Storage Configuration
If you use the upload functionality of Output Organizer via file browser or drag and drop to import local files you need to change the storage method when scaling the Organizer backend to multiple instances.
For this we currently require an existing storage solution wth an S3 API. If a S3 instance is already available a new Bucket can be created to store Organizer uploads. If you don't have an existing S3 Storage we recommend a Docker version of Minio, for example https://hub.docker.com/r/bitnami/minio.
Configuration Values
For the Organizer to access the storage, a user and bucket has to be created on the storage provider system. After this is done the credentials and connection information can be configured in our Helm chart as follows:
organizer:
storage:
s3:
enabled: true
secrets:
s3:
existingSecret: # Can be used instead of the following fields if an existing should be used, otherwise can be omitted
bucket: # existing bucket name to store uploads in.
endpoint: # S3 endpoint for server to server communication
accessKey: # credential access key
secretKey: # credential secret key
Database Configuration
To allow Output Organizer to scale horizontally we have to get rid of the local H2 database and allow all instances to access the same data. There are multiple options for databases that are supported like MariaDB, MySQL, PostgreSQL and MSSQL. All these databases are comparable in performance, and you are free to choose any. If there is an existing and supported database available, we recommend to use the existing database for Output Organizer. In case you don't have an existing Database we recommend a Docker version of Mariadb, for example https://hub.docker.com/r/bitnami/mariadb which can be hosted alongside Output Organizer.
The database can be configured using a JDBC URL, a Driver Class, and a DB Dialect. Configuration follows the standard Spring Boot JPA setup. Please refer to the database configuration section in the installation manual.
Configuration Values
In your values.yaml
file, you can configure the following properties:
organizer:
db:
jdbcURL: ChangeMe # Replace with your database JDBC URL
driverClassName: ChangeMe # Replace with your database driver class name
databasePlatform: ChangeMe # Replace with your database dialect
Alternatives
If you are sure that collections are not used over multiple sessions it is also possible to keep the H2 database while scaling up the instance count. Instead, we need to ensure that a single session is always redirected to the same server backend. See Session Stickiness below. This may be easier to set up and requires no additional configuration for the Organizer. But there are significant downsides to this approach:
- unable to prepare collections by a server side actor.

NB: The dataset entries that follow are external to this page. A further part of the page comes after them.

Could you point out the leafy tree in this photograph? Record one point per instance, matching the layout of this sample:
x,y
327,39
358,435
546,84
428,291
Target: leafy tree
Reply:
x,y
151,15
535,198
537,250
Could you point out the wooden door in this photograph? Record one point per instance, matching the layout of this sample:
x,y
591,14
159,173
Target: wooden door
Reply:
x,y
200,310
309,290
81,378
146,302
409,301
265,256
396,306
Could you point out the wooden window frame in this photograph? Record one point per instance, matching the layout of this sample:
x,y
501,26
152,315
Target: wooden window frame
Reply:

- impossible to reopen collections after session expires
- impossible to save collections for long term use
- may cause higher loads on Organizer pods
Session Stickiness
Sticky sessions (also known as Session affinity), ensure that requests from the same user in a Session are always routed to the same server instance.

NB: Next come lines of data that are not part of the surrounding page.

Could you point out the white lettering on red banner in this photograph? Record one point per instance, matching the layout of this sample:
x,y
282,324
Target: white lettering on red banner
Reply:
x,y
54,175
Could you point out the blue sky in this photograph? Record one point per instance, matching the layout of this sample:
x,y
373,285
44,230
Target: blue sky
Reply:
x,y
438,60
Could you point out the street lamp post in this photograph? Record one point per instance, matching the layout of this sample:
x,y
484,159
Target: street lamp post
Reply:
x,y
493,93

Session stickiness can be configured either by the used Loadbalancer or Ingress plugin inside the cluster environment. The exact configuration varies depending on the used components and has to be configured accordingly.
Viewer
The Jadice Web Toolkit is used as the main viewer in most installations. For better performance and efficiency the viewer caches document data locally and therefore is recommended to ensure that all traffic regarding the same session ist kept to a single instance.

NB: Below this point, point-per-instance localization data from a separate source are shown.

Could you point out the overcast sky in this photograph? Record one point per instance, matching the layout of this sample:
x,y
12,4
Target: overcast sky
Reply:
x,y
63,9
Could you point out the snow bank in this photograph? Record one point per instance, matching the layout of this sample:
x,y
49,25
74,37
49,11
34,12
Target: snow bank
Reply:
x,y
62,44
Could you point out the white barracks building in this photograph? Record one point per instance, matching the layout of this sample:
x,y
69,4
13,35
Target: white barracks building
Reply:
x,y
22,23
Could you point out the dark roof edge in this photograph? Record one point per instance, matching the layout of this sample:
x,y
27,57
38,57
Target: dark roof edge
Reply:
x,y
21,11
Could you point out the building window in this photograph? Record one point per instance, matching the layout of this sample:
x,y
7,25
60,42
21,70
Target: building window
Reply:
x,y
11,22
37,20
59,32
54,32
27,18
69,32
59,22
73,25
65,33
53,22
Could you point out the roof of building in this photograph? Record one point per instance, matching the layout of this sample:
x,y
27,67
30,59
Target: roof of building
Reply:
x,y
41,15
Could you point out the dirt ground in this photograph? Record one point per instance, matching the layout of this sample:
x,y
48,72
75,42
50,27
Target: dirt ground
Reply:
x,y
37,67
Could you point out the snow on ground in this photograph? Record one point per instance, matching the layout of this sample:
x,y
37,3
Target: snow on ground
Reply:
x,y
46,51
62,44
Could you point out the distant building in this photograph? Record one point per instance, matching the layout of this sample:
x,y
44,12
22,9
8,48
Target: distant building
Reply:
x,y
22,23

The kubernetes service name that has to be handled this way is fusion-output-organizer-viewer
.
Organizer
Only if the organizer has no external database configured, as described in the alternatives section of the database configuration, sessions stickiness is required for the organizer. This ensures that all requests from a user are using the same database.
The kubernetes service name that has to be handled this way is fusion-output-organizer
.
Scaling instances
After all prerequisites are handled we are able to scale instances of all Organizer services.
In the Output Organizer Helm chart all subcomponents have a field replicaCount
that is used to increase the scaling as needed:
organizer:
replicaCount: # number of organizer pods
viewer:
replicaCount: # number of viewer pods
controller:
replicaCount: # number of controller pods
worker-topdf:
replicaCount: # number of export worker pods